Remarqué en 2019 avec son roman jeunesse
L'Estrange Malaventure de Mirella, la française
Flore Vesco décroche le prix du Vendredi et le prix Imaginales pour cette relecture du Joueur de flûte de Hamelin.
Toujours chez L'école des loisirs, elle récidive avec
D'Or et d'Oreillers qui, cette fois, s'appuie sur le conte du danois
Hans Christian Andersen écrit en 1835 et qui s'intitule
La Princesse au petit pois.
L'histoire, nous le connaissons tous, raconte comment un prince et sa reine de mère vont choisir une jeune fille échouée un soir d'orage dans leur demeure. La méthode ? Une pile de vingt matelas et un petit pois qui va sérieusement perturber le sommeil de la prétendante. C'est certain, seule une « vraie princesse » peut se montrer aussi délicate et le prince épouse donc la belle
Moralité : ne vous fiez pas aux apparences (et mangez cinq fruits e légumes par jour !).
Que vient donc apporter
Flore Vesco à cette histoire archi-connue ?
Tout d'abord, sa plume magnifique qui sait jouer avec les mots comme un joueur de flûtes sait embobiner les rats. Maniant la langue française avec une souplesse rare,
Flore Vesco s'amuse, créant des palindromes et des anacycliques, donne des titres très imagés à chaque chapitre autour du corps, insuffle la vie dans des expressions populaires pour en user littéralement.
Dans D'Ors et d'Oreillers, la magie permet de « jeter un oeil », de pouvoir affirmer que « c'est mon petit doigt qui me l'a dit » ou que l'on a « donné sa langue au chat ».
Car
Flore Vesco s'amuse à déstructurer ses protagonistes, à pénétrer dans les corps et dans la chair pour en extirper des sentiments à fleur de peau.
Son récit commence d'ailleurs comme le conte original avec un beau prince, Lord Handerson (clin d'oeil évident à l'auteur original), et une famille de trois soeurs célibataires en manque de mari : la famille Watkins. Par une nuit d'orage, voici les trois soeurs à Blenkinsop Castle pour affronter l'étrange épreuve du Lord : dormir sur une pile de matelas chacune leur tour.

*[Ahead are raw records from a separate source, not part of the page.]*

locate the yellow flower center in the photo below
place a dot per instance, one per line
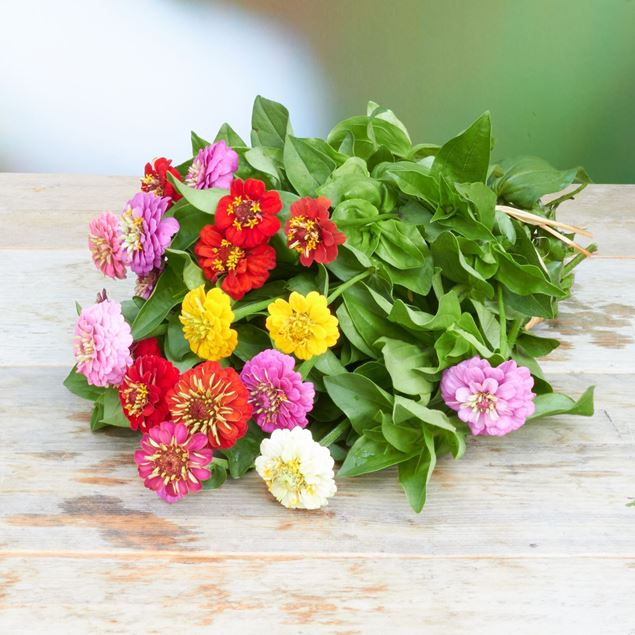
(170, 462)
(289, 475)
(136, 396)
(247, 212)
(132, 230)
(303, 235)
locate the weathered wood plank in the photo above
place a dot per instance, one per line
(60, 207)
(596, 326)
(304, 594)
(559, 486)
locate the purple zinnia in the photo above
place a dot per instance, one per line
(213, 166)
(145, 233)
(279, 397)
(492, 401)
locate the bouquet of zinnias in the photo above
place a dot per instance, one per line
(363, 299)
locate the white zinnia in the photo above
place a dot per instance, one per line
(298, 470)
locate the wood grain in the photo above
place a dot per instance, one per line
(526, 534)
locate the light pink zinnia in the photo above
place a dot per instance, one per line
(104, 242)
(492, 401)
(279, 397)
(102, 344)
(213, 166)
(173, 462)
(145, 284)
(146, 234)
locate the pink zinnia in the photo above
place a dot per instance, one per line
(279, 397)
(146, 234)
(173, 462)
(213, 166)
(145, 284)
(104, 242)
(492, 401)
(102, 344)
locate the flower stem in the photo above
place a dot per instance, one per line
(504, 350)
(349, 283)
(576, 260)
(331, 437)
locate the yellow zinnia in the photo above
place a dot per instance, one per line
(303, 326)
(206, 318)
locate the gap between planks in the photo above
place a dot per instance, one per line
(298, 555)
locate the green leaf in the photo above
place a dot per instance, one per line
(261, 161)
(307, 164)
(77, 384)
(270, 123)
(179, 276)
(405, 409)
(371, 453)
(358, 397)
(227, 134)
(113, 413)
(97, 415)
(555, 403)
(525, 179)
(466, 157)
(403, 361)
(242, 455)
(415, 473)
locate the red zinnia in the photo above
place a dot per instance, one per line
(310, 231)
(212, 400)
(247, 216)
(149, 346)
(244, 269)
(156, 178)
(144, 389)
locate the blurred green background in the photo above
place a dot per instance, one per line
(558, 76)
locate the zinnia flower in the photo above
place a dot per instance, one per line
(104, 242)
(156, 178)
(149, 346)
(492, 401)
(297, 470)
(172, 461)
(247, 216)
(213, 166)
(102, 344)
(303, 326)
(279, 397)
(206, 319)
(146, 234)
(243, 269)
(145, 284)
(310, 231)
(144, 389)
(211, 400)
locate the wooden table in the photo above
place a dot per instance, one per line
(526, 534)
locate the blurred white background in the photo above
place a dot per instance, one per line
(92, 86)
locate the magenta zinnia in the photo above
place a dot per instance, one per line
(213, 166)
(279, 397)
(492, 401)
(104, 242)
(173, 462)
(102, 344)
(146, 234)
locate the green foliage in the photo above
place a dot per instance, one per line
(431, 273)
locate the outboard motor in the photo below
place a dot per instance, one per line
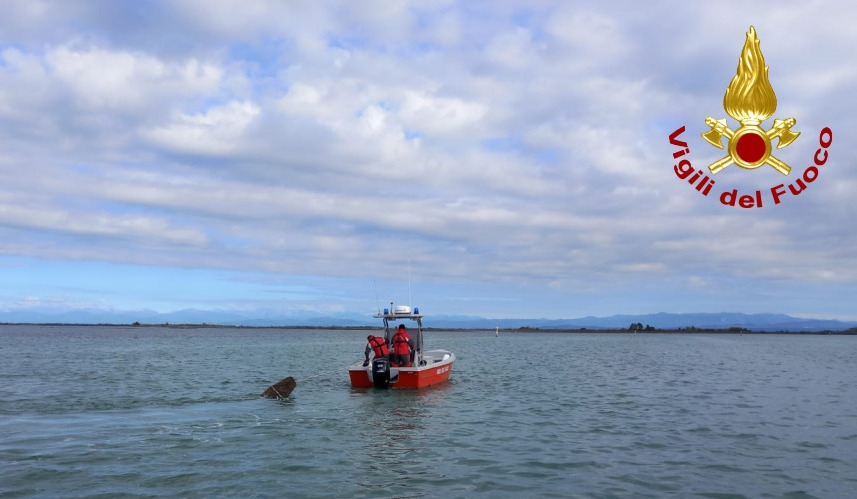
(381, 372)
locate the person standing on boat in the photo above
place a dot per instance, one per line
(403, 348)
(376, 344)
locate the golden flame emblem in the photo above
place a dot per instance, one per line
(750, 99)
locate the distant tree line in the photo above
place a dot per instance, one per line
(639, 327)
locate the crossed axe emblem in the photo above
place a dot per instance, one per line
(750, 145)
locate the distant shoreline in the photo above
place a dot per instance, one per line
(521, 330)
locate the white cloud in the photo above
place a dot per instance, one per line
(522, 144)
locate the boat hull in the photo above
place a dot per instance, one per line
(437, 370)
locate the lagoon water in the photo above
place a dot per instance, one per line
(151, 411)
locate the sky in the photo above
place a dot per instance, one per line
(507, 159)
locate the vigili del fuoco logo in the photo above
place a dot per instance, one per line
(750, 100)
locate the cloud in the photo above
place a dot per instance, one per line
(516, 145)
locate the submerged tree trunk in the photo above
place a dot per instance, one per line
(280, 389)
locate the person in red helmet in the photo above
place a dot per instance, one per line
(376, 345)
(403, 345)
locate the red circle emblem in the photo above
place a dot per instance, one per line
(751, 148)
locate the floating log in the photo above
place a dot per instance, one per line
(280, 389)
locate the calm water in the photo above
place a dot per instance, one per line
(89, 411)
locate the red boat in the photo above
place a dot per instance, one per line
(429, 367)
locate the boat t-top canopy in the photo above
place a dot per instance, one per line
(403, 312)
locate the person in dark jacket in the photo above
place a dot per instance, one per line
(376, 345)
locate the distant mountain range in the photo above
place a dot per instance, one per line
(261, 318)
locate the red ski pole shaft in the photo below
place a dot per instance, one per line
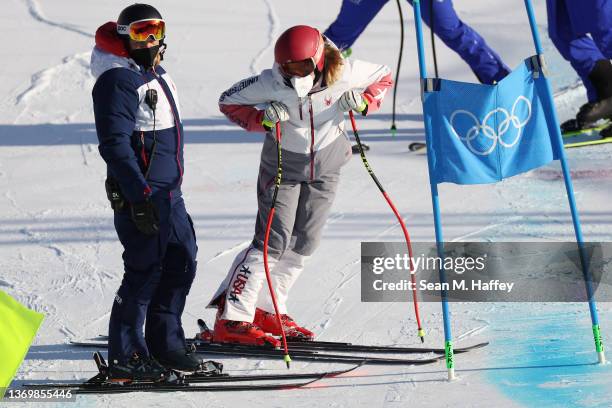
(279, 173)
(421, 333)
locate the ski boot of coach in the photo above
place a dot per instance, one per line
(268, 323)
(186, 360)
(139, 368)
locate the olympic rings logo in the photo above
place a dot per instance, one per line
(492, 136)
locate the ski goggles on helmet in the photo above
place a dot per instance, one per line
(298, 68)
(143, 30)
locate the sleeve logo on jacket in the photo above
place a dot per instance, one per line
(238, 87)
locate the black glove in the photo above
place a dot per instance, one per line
(146, 217)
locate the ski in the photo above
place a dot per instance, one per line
(236, 350)
(303, 345)
(348, 347)
(100, 383)
(307, 355)
(587, 131)
(109, 388)
(590, 142)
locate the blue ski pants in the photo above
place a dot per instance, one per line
(159, 271)
(355, 15)
(582, 32)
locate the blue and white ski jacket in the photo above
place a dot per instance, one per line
(125, 123)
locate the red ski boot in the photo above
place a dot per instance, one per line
(232, 331)
(267, 322)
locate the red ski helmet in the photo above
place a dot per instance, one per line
(300, 43)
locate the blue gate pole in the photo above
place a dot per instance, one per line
(551, 114)
(448, 337)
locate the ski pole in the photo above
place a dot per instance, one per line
(421, 332)
(279, 173)
(399, 64)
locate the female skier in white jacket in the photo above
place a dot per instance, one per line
(308, 90)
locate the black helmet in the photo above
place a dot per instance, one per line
(136, 12)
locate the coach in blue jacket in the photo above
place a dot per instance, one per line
(140, 132)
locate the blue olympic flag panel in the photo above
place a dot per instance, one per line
(485, 133)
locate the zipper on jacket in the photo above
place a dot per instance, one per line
(300, 102)
(311, 139)
(143, 151)
(176, 123)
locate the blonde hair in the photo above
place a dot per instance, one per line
(334, 64)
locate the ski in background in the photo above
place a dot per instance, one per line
(100, 384)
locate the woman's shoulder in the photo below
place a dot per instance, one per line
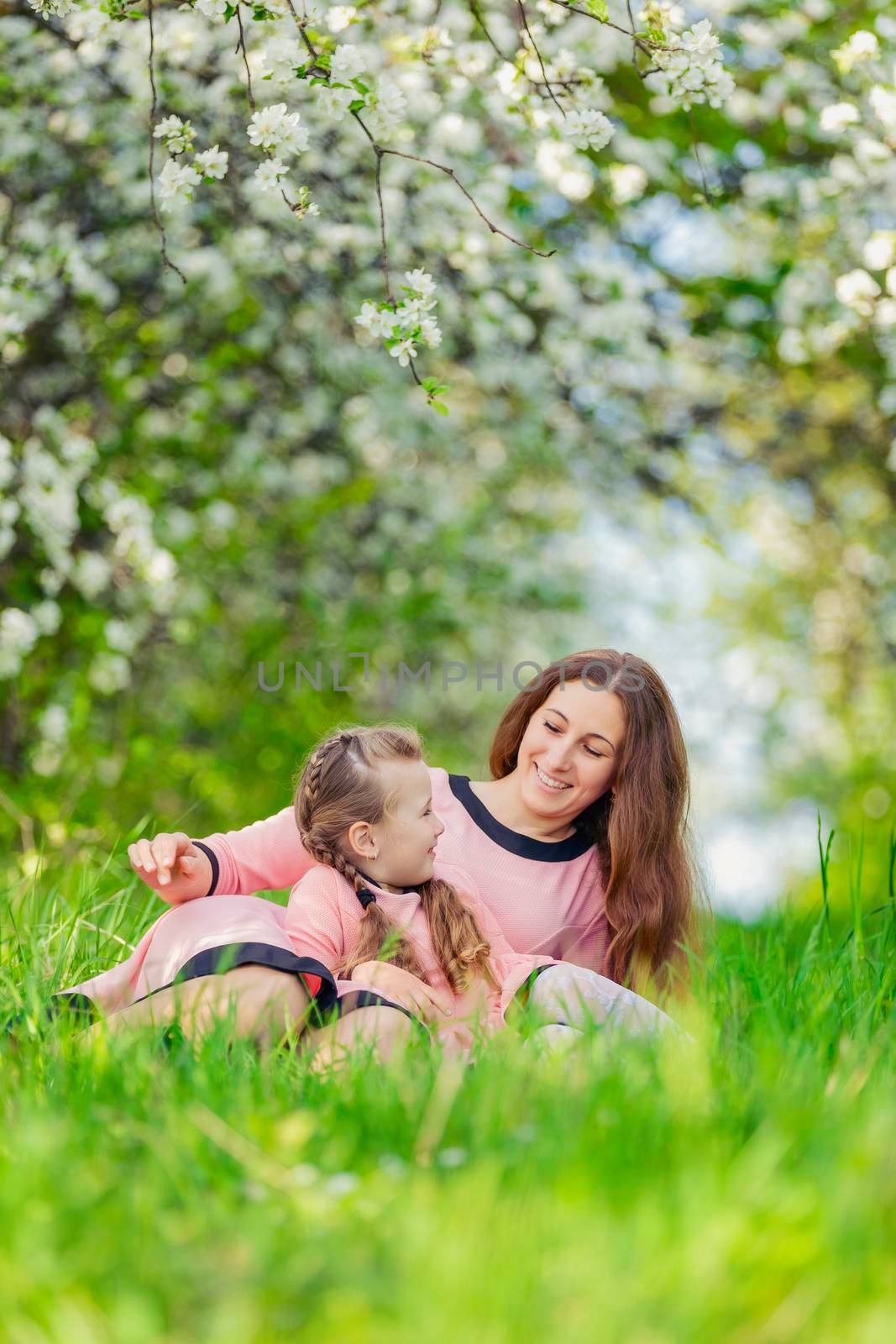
(457, 877)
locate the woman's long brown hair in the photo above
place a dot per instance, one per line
(641, 827)
(338, 784)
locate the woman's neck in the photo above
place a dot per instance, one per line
(503, 800)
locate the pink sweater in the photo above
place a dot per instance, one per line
(547, 897)
(322, 921)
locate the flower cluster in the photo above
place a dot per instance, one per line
(407, 323)
(691, 69)
(281, 134)
(586, 128)
(177, 176)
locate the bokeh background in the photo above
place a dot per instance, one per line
(673, 437)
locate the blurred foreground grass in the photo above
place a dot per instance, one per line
(745, 1191)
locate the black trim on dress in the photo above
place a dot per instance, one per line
(215, 866)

Seulement voilà, une autre prétendante s'invite sans le savoir dans le domaine du riche héritier : Sadima, la dame de compagnie (et de ménage) des trois soeurs.
Flore Vesco va donc prendre au pied de la lettre la morale de l'histoire originale en montrant que Sadima, la pauvresse qui ne devrait pouvoir que rêver à la vie de princesse, va se révéler bien plus digne que les filles de bonne famille naturellement destinées à ce genre de choses.
À moins que ce ne soit le Prince lui-même qui finissent par abdiquer pour la belle Sadima…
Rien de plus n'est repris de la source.